Mac: "I suppose that tour of Australia and New Zealand we did with the The Who..."
Binky: "OH GOODIE!"
Mac: "It all started when an Australian band on the same flight as the Small Faces and The Who opened a bottle of beer. Can you believe all the bollocks over that tour started with one open bottle of beer on a plane? Australian airlines had a strict no alcohol policy during flights. All the Faces and Who's knew this and were behaving ourselves. We landed and were promptly arrested! We marched down the stairs out of the plane with our hands high in the air, just mocking them. Then, while we're waiting in the first class airport lounge while the police figured out what to do with us. A waiter came up to us and asked if we wanted a drink! We said, 'Fucking right, we will." Then, after that delay, we got on the plane to New Zealand and when we arrived in Wellington, there were 8 policemen waiting for us. Four for the Small Faces, four for The Who, one for each of us.They escorted us to the hotel. They were with us at all times, so, that nothing 'terrible' would happen. The show that night went fine. It was Steve Marriott's 21st birthday. The police came back with us and by this time we were all on a first name terms. I asked them, 'Would you like to come in for a drink?' They said, 'Oh well, that'd be nice'. They came to Steve's suite, all very nice. Keith Moon came to the door. He immediately picked up the portable record player we were using for entertainment, threw it through the plate glass window... and the policemen RAN! That's all there was."
Binky: "They RAN?!"
Mac: "Look, it was a great tour. We played to packed houses, we played great, The Who were fantastic, and all anyone remembers is we got arrested because another band opened a bottle of beer on a plane."

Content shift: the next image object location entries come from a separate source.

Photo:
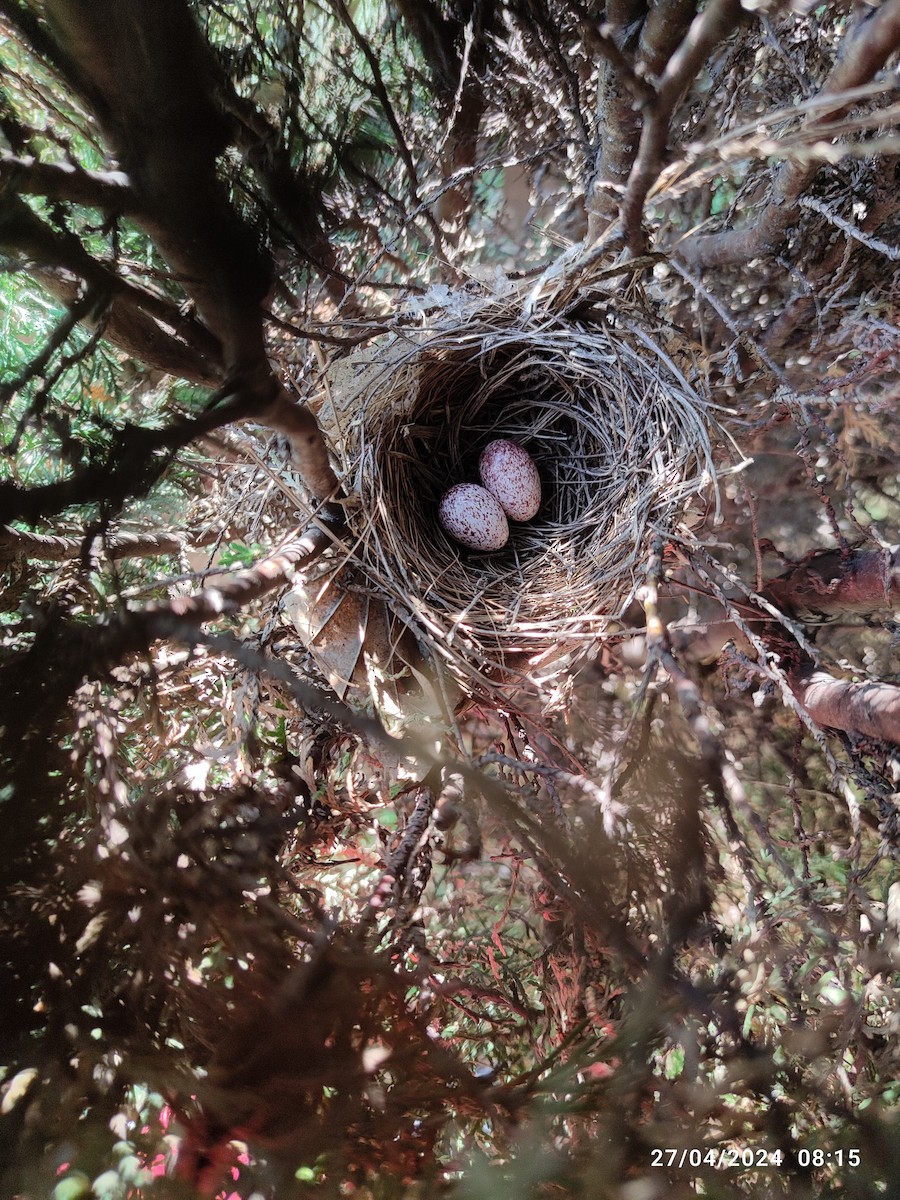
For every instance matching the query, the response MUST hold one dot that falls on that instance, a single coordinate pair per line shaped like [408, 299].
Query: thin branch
[135, 461]
[107, 190]
[868, 709]
[23, 234]
[707, 30]
[864, 53]
[54, 549]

Binky: "Wow. Yeah, I've always heard insane stories surrounding that tour. Glad to hear the facts, sir. Hey, I just want to make sure about something dumb. The name Small Faces came from you all being under 5' 5" and 'faces', the Mod term for a truly cool dude. Is that right?"
Mac: "Yes, that's how I always understood it. There's a story in the box set that tells it differently, but, I think it's wrong."
Binky: " It must've been an odd thing to hear all these unreleased and 'lost' tracks while you were putting together this box set for Charly Records. Any moments come back to you?"
Mac: "Truth is, I haven't heard all of them yet. It's in my phone and I'll be listening on my flight to the UK later today. "Anything" surprised and amazed me. Kenney and I listened to that together and while we remembered it, but couldn't place it. Then, I realized it was the intro to "Tin Soldier" that we never used."
Binky:: "Wow, my band, The Planets, has been doing "Tin Solder" for years and years. We just landed a new singer. He's only 26. Yet, when we showed him the list of songs we wanted him to learn, the first thing he said was, 'Wow, Small Faces' 'Tin Soldier'. Cool!'... How 'bout that!"
Mac: "Really! I love that!"
Binky: "Last query, dearie... Someone told me that, as a kid, you somehow convinced a store to sell you your mammoth Hammond organ on installments and that when you Dad got home that night, he literally couldn't open the front door as the Hammond was totally blocking the way."
Mac: "That's the story that I started my book, "All The Rage" with, Binky. You must get my book!"
Binky: "We ALL must get your book, Mac... and will! Thank you so much, man."
Mac: "Oh, Thank you very much. And, good luck with YOUR band, Binky."